Working within constraints, Mr Singh has produced a budget that is low on reforms but high on compromises
Mr Jaswant Singh has not done a bad job, given the constraints. There are no big reform announcements in this budget. Nor are they desirable, especially if announcements are not implemented. Barring the desired de-reservation of 75 small-scale industry items, of which leather and chemicals are particularly significant, announcements are limited to Central government revenue and expenditure. The five-pronged emphasis on health, housing, infrastructure, tax simplification, agriculture and manufacturing needs viewing in this context. There is little the budget can do to push these, and some are state subjects. But on agriculture, the price stabilization fund (with possibly a minimum support price) for tea, coffee and rubber should be flagged. Without restoring the fiscal health of the state governments, public expenditure on social sectors like education and health is impossible. The finance minister does talk of tackling Central debt through pre-paying external debt and buying back high-interest debt already contracted. But a crucial reform component is only mentioned in the speech and will have to be handled outside. This is the issue of debt restructuring for state governments, something the twelfth finance commission will examine. Nor has the finance minister dwelt much on privatization and using proceeds to retire government debt, both at the Centre and the states. This, too, will happen outside the budget. However, the interest burden is also a function of interest rates on small savings, and contrary to Mr Rajnath Singh’s desires, Mr Jaswant Singh has reduced the rate by 1 per cent. Since the market expected a rate cut of 0.5 per cent, this is more than expectations, and one hopes there is no rollback.

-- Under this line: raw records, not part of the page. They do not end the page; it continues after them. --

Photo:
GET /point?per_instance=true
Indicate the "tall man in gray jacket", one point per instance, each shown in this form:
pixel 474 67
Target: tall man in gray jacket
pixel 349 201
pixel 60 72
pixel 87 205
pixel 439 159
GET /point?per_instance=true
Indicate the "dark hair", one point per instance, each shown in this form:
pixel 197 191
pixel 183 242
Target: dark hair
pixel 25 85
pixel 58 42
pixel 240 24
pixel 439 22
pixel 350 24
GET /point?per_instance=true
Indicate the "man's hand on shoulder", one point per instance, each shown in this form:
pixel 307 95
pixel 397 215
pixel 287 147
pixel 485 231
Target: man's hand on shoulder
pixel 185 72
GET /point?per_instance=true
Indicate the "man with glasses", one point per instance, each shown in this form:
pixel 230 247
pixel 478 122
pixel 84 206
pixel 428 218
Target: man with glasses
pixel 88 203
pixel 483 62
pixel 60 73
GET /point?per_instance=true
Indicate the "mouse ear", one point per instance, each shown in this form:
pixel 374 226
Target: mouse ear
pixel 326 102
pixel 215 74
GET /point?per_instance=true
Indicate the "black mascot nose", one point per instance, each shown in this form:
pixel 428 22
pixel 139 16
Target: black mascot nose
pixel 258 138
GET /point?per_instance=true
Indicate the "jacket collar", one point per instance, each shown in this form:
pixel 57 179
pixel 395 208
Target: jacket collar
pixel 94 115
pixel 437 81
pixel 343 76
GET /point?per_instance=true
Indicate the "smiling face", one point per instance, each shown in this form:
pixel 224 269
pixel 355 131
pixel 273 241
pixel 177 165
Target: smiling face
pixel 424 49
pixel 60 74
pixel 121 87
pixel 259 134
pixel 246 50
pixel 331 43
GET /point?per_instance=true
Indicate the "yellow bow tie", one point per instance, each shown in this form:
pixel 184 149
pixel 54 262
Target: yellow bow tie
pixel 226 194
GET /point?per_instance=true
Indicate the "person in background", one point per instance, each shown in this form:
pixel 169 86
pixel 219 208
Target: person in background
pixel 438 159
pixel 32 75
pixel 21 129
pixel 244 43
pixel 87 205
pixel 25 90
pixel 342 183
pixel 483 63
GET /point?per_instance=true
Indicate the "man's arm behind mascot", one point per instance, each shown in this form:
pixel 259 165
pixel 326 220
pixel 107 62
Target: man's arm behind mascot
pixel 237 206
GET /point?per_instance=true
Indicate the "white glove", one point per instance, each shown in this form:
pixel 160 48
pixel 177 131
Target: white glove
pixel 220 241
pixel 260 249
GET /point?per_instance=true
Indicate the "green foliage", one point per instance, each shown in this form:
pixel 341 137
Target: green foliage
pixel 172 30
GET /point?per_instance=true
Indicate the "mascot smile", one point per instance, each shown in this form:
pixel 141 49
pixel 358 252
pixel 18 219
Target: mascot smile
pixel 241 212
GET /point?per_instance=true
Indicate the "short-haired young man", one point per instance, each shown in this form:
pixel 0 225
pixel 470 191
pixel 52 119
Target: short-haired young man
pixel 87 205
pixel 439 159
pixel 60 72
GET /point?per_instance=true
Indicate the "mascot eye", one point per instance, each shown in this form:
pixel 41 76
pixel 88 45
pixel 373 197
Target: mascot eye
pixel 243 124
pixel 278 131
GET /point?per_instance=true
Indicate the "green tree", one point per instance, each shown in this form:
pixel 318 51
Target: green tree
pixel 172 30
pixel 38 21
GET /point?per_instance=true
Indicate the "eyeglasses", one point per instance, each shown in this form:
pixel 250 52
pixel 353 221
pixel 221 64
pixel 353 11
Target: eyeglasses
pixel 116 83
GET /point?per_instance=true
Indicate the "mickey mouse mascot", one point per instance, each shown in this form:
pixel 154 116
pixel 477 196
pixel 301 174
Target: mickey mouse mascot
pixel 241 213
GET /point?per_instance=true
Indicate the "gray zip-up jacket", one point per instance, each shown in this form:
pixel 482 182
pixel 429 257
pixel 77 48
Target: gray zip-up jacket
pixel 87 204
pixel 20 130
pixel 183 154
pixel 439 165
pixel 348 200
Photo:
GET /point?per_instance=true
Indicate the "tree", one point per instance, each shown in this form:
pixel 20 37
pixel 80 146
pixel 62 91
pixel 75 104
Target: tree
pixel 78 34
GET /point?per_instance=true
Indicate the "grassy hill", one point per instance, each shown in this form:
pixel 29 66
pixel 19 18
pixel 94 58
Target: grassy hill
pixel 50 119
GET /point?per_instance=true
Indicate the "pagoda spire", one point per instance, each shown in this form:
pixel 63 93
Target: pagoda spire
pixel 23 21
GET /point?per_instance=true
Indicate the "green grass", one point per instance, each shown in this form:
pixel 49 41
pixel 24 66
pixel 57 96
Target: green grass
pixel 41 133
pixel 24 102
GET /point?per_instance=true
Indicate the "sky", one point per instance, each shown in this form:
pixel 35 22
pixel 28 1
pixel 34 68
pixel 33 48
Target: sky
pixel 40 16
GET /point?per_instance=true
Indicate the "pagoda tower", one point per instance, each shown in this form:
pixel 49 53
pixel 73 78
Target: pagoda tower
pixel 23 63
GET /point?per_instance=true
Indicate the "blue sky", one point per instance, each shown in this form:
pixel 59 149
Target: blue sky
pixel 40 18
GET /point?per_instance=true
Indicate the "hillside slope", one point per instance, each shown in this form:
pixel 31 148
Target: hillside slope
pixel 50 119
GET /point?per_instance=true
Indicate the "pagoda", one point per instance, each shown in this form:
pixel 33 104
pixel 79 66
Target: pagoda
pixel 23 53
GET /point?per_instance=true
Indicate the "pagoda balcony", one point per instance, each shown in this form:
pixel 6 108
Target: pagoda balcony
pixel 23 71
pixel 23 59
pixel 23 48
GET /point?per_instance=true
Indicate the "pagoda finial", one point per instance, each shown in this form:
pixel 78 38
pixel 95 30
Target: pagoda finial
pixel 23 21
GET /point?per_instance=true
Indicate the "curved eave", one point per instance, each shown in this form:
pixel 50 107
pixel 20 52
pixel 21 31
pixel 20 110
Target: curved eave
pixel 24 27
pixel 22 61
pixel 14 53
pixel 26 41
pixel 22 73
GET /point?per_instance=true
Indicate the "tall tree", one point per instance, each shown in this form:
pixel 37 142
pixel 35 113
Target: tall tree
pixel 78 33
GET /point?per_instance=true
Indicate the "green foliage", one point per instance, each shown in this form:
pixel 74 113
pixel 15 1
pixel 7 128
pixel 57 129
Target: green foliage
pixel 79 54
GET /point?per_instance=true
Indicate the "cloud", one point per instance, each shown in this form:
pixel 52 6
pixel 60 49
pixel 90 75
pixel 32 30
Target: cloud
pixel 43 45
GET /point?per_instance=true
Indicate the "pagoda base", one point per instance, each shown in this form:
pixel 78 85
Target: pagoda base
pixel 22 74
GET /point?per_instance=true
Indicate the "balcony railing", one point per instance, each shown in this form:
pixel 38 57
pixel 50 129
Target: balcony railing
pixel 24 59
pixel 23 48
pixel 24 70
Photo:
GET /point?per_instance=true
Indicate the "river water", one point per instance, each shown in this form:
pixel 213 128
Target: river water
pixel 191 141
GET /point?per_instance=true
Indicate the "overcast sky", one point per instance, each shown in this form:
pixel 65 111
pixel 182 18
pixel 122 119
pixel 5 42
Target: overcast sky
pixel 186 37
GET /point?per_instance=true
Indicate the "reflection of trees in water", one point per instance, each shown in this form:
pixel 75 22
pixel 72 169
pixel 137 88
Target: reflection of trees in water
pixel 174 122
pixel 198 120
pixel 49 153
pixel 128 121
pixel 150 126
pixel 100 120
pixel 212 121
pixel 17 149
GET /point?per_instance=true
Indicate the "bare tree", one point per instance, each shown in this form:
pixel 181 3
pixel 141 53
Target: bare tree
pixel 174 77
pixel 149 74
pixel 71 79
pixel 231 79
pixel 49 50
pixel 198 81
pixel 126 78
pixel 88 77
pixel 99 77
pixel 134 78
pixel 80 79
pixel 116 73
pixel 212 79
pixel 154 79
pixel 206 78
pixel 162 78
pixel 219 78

If interest rates on small savings are reduced, there is an issue of social security. The budget’s answer is community-based health insurance, private pension funds (with regulation) and a scheme for senior citizens with a guaranteed rate of return of 9 per cent. The word “guarantee” is worrying, as is the lack of a clear roadmap linking interest rates on small savings to market-determined rates. There is also an emphasis in the budget directing investors towards the stock market. Contrary to Kelkar and in consonance with Mr Rajnath Singh, such concessions continue for housing and have now been extended to education. Since these concessions are only available to urban middle-class income taxpayers, the finance minister has electoral objectives in mind and this explains the restoration of leave travel allowance.
A message of switching from public to private education and health services is also being conveyed. There should be no objection to the cess on diesel to push road infrastructure, or the expected implementation of procedural reform components of the Kelkar task forces. There has also been some acceptance of the indirect tax recommendations of standardizing excise, reducing peak manufactured customs duty to 25 per cent and increasing service tax to 8 per cent. It is on direct taxes that the finance minister has done little, increasing the standard deduction, retaining the threshold, removing the surcharge for low-income brackets and imposing a higher one for the highest income bracket. Overall, not a bad compromise.